UK Car Industry Seeks to Remain in EU Customs Union as Investment Halves

UK Car Industry Seeks to Remain in EU Customs Union as Investment Halves

A British lobbying group representing auto manufacturers is urging the May cabinet to change its position on Brexit and remain in the EU’s customs union – but this bid has been deemed unrealistic.

Kristian Rouz – A new report from the UK’s automotive lobbying group has suggested that investments in the car sector have dramatically declined over the past two years due to Brexit uncertainty. The group is now calling on Prime Minister Theresa May to take urgent steps to reassure investors by remaining in the EU’s customs union. 

According to the Society of Motor Manufacturers and Traders (SMMT), investments in British car production had dropped to 347.3 million pounds ($461.1 million) between January and June 21of 2018. This compared to a total investment of 647.4 million pounds in the first half of 2017. 

READ MORE: Half of Major EU Companies’ Investments In UK Shrink as Brexit Looms – Poll

These figures include investments into new facilities, equipment, tools, models and model development. 

“There is growing frustration in global boardrooms at the slow pace of negotiations,” said Mike Hawes of SMMT. “Government must rethink its position on the customs union.”

This comes after the Conservative and Unionist cabinet unequivocally said the UK would leave the customs union as part of the Brexit process. 

Such a stance is motivated by considerations of the broader UK manufacturing sector, which has greatly benefited from the pound sterling’s devaluation and the disruption of trade ties with the EU rendering British products more competitive on the international market. 

Prime Minister May is still trying to unite members of her own party to come up with a single view of Brexit. As of now, the most avid Brexiteers – led by North East Somerset MP Jacob Rees Mogg – have accused PM May of “appeasing” the EU and betraying the spirit of Brexit, as the hardliners are demanding economic ties with the continent be restricted under a “no deal” scenario.

Other Conservatives, however, have suggested the UK could reach a compromise deal with the EU, allowing for the existing trade ties to remain intact. 

“The current position, with conflicting messages and red lines goes directly against the interests of the UK automotive sector which has thrived on single market and customs union membership,” SMMT’s Hawes said.

The EU’s customs union comprises 28 EU member states enjoying free and unrestricted trade within the bloc, but has common imports tariffs on non-EU goods.
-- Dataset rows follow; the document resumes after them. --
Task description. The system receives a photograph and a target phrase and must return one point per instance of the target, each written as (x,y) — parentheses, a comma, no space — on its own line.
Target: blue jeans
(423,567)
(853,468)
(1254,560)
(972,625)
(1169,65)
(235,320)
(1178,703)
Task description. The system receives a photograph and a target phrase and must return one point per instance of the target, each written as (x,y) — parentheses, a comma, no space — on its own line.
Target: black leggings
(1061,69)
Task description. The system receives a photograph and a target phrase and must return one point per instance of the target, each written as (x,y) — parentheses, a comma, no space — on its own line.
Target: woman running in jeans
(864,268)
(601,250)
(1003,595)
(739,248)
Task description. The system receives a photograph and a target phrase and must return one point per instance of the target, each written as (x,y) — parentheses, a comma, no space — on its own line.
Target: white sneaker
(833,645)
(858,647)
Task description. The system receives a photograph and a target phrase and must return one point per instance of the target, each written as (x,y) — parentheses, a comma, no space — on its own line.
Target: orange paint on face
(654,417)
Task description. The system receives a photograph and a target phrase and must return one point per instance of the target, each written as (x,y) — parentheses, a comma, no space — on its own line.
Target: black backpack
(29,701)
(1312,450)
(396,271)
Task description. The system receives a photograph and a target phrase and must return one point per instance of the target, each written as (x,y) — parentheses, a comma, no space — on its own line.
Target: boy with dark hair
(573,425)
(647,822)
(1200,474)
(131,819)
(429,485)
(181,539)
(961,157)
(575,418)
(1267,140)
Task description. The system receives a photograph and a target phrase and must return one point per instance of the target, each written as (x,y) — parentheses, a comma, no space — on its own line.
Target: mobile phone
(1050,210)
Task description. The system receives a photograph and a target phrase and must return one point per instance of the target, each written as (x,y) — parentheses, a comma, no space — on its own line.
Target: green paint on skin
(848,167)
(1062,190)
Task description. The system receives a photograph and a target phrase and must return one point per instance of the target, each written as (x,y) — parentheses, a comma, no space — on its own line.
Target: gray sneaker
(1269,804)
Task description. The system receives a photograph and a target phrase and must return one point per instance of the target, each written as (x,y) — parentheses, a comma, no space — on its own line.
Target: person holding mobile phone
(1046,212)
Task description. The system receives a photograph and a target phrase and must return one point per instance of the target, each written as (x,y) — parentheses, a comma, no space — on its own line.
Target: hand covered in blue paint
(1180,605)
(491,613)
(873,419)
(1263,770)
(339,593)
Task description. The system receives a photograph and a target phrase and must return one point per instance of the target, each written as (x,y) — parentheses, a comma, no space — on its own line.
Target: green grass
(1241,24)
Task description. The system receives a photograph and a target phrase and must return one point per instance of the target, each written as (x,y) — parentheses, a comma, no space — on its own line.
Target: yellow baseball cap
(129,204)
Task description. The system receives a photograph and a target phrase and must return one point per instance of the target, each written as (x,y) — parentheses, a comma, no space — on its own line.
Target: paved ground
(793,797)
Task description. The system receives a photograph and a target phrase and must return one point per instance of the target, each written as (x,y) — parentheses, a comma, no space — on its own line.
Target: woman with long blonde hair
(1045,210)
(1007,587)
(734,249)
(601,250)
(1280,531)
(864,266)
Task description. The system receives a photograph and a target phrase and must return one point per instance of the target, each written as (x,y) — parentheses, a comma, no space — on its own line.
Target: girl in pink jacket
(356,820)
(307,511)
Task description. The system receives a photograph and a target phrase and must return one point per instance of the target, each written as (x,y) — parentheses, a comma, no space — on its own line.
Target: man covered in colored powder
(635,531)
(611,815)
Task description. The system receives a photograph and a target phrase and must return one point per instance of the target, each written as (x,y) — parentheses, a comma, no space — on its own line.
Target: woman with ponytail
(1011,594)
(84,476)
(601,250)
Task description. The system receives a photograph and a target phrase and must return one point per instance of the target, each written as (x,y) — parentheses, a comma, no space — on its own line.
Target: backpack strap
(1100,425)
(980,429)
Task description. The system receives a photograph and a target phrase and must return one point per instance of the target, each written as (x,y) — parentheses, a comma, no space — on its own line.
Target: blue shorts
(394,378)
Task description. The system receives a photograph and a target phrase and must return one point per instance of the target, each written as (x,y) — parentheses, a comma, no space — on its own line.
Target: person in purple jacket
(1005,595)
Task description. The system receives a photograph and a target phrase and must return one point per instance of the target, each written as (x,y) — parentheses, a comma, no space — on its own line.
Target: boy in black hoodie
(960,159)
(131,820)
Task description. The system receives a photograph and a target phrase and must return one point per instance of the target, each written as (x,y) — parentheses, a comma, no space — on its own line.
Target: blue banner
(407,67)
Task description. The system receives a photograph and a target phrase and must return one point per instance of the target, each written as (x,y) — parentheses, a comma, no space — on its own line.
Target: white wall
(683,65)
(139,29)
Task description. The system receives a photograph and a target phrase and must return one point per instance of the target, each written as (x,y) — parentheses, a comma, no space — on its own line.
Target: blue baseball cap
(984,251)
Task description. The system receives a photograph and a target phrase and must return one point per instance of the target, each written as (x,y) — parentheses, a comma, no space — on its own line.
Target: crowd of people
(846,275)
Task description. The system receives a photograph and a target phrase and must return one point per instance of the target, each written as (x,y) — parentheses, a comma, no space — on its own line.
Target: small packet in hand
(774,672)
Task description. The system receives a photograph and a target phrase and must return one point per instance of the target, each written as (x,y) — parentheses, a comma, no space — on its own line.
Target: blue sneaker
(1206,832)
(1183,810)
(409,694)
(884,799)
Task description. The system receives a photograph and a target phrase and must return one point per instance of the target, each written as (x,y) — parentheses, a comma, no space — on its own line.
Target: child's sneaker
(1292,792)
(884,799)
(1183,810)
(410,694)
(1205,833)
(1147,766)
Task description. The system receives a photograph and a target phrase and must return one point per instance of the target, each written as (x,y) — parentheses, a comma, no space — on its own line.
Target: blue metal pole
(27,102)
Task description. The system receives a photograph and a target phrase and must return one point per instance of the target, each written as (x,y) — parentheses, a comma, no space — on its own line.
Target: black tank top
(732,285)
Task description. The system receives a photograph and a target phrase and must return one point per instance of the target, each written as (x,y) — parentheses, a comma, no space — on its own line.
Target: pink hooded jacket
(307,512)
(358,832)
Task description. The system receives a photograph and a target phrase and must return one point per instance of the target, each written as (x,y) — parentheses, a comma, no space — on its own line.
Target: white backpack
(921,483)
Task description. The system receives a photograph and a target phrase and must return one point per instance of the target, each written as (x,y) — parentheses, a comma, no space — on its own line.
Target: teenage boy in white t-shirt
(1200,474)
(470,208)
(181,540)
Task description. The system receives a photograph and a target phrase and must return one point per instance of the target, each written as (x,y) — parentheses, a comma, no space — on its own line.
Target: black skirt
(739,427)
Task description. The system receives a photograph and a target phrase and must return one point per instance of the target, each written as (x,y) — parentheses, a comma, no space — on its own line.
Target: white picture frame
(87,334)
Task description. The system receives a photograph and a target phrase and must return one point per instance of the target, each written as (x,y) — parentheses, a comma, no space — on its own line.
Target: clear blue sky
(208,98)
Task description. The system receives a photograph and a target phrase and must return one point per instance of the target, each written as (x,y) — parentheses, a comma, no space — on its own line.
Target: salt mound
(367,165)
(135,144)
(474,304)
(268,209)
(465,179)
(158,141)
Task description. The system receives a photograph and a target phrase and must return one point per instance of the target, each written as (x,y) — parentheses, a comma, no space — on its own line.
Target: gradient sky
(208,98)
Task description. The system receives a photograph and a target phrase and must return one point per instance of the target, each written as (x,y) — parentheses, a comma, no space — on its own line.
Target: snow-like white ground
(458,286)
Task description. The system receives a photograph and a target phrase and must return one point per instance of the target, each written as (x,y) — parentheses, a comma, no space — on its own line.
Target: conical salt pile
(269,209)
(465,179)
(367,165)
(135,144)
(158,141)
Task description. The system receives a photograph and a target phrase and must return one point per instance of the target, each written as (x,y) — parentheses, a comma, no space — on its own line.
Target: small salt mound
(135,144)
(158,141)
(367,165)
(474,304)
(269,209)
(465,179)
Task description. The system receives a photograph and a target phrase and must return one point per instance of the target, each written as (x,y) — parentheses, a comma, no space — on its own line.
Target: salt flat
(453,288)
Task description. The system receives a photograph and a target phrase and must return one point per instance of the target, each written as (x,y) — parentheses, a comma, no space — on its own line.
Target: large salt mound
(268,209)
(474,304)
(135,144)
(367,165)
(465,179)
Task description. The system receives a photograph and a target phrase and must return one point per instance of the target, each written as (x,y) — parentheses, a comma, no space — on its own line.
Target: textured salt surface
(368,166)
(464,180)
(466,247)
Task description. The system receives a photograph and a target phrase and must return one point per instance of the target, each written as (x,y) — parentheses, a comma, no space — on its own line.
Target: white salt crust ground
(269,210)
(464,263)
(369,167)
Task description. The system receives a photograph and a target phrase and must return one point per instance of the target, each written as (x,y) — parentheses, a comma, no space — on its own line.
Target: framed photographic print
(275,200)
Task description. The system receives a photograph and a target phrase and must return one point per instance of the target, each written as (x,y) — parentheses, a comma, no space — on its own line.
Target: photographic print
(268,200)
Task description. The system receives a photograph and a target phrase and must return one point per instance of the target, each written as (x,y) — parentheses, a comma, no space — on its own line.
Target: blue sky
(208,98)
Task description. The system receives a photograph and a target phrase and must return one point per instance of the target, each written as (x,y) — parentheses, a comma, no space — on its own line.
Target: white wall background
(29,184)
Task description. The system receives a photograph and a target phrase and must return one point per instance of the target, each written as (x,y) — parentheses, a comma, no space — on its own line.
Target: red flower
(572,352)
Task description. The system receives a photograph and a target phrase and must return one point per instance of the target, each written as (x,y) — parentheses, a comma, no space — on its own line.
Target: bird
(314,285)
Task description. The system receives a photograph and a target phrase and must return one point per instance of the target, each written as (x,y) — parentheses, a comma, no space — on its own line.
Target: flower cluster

Hawes stressed that the May cabinet’s current plan to leave both the single market and the customs union would severely affect UK carmakers. 

READ MORE: UK Remains Europe’s Top Investment Destination Despite Brexit Fears

However, Brexit hardliners have said that struggling British industries will find new export opportunities after the UK leaves the EU in March 2019, as London will be free to negotiate new trade deals on its own behalf. Such deals are prohibited under EU rules, as all member states operate as part of the single market, administered by Brussels. 

Hawes, however, challenges this premise. 

“There is no credible ‘plan B’ for frictionless customs arrangements,” he said. “Nor is it realistic to expect that new trade deals can be agreed with the rest of the world that will replicate the immense value of trade with the EU.”

The UK’s exports totaled $1.1 trillion in 2017, with some 52 percent going to the EU. PM May is seeking a free trade deal with the bloc, which would allow the UK to maintain its privileges in bilateral trade without being a member of the single market or the customs union.

Some say the SMMT’s demands are unrealistic, as the UK would not be able to negotiate new trade deals independently if it remained in the EU’s customs union. 

Trade deals with countries such as the US, members of the British Commonwealth and Asia-Pacific nations are a high priority for the May cabinet – with talks expected to commence in the immediate aftermath of Brexit next March.